Minnesota’s Director of Program Integrity, Tim O’Malley, conducted an independent review and found that the state has been losing massive amounts of taxpayer money to fraud — not just recently, but for decades — largely because agencies prioritized paying benefits over ensuring those payments were legitimate.

O’Malley’s report includes audit findings that flagged the same internal control failures at the Department of Human Services, the Department of Health, and the Department of Education dating back to 1977. In many cases, agencies promised corrective action, but many findings were marked “prior finding not resolved” or “prior finding partially resolved,” meaning the same problems surfaced audit cycle after audit cycle without being corrected.

O’Malley did not mince words, writing, “Planning without execution is destined to fail.”

Former DHS leadership apparently told employees to operate with a “70% compassion, 30% compliance” mindset. O’Malley calls that approach “misguided,” saying it created an opening for fraud. A 2023 DHS presentation encouraged a 60/40 version of the same approach. O’Malley argues compassion is a worthy virtue, but it should not influence fraud prevention decisions.

There has also been a dramatic increase in fraud reporting, with the DHS tip line receiving over 7,000 tips in 2025 — email tips up 215%, voicemail tips up 143%, and web reporting tips up 134%. But the system is overwhelmed. It’s taking weeks just to enter tips manually, and in some cases, more than a year for a tip to reach law enforcement.

The report also takes direct aim at legislative interference, citing a 2021 example in which a bill was introduced to forgive more than $571,000 in fraudulent overpayments to a daycare center that was already disqualified from the Child Care Assistance Program for billing fraud spanning ten years. The bill did not become law, but the report uses it as an example of the kind of political pressure that undermines enforcement.

O’Malley’s roadmap proposes nine pillars of reform built around a quote, “unified and actionable framework for re-engineering the state’s approach to better prevent, detect and respond to fraud across all executive agencies.” The sweeping changes include tougher provider screening, an independent oversight monitor, mandatory fraud training for all state employees, and real consequences for agencies that don’t improve. It also calls for every new piece of legislation that creates or modifies a program to include dedicated fraud prevention funding.

The report concludes with a sharp message: the fraud vulnerabilities are well documented and well understood. What has been missing, it says, is the will to act.

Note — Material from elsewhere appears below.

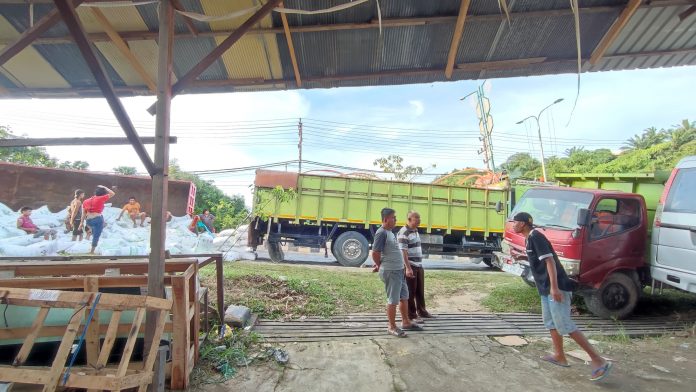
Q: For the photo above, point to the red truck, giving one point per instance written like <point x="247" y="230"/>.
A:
<point x="600" y="236"/>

Interim DHS Commissioner Shireen Gandhi was officially appointed as the permanent commissioner on Monday. While some lawmakers praised Governor Walz for filling the position — calling it long overdue — others say her promotion sends the wrong message. They point out that during the last 13 months of her oversight, agency employees fabricated and backdated documents to mislead auditors investigating the department’s use of taxpayer dollars, and say that at a time when Minnesotans are demanding real accountability, the appointment raises serious questions.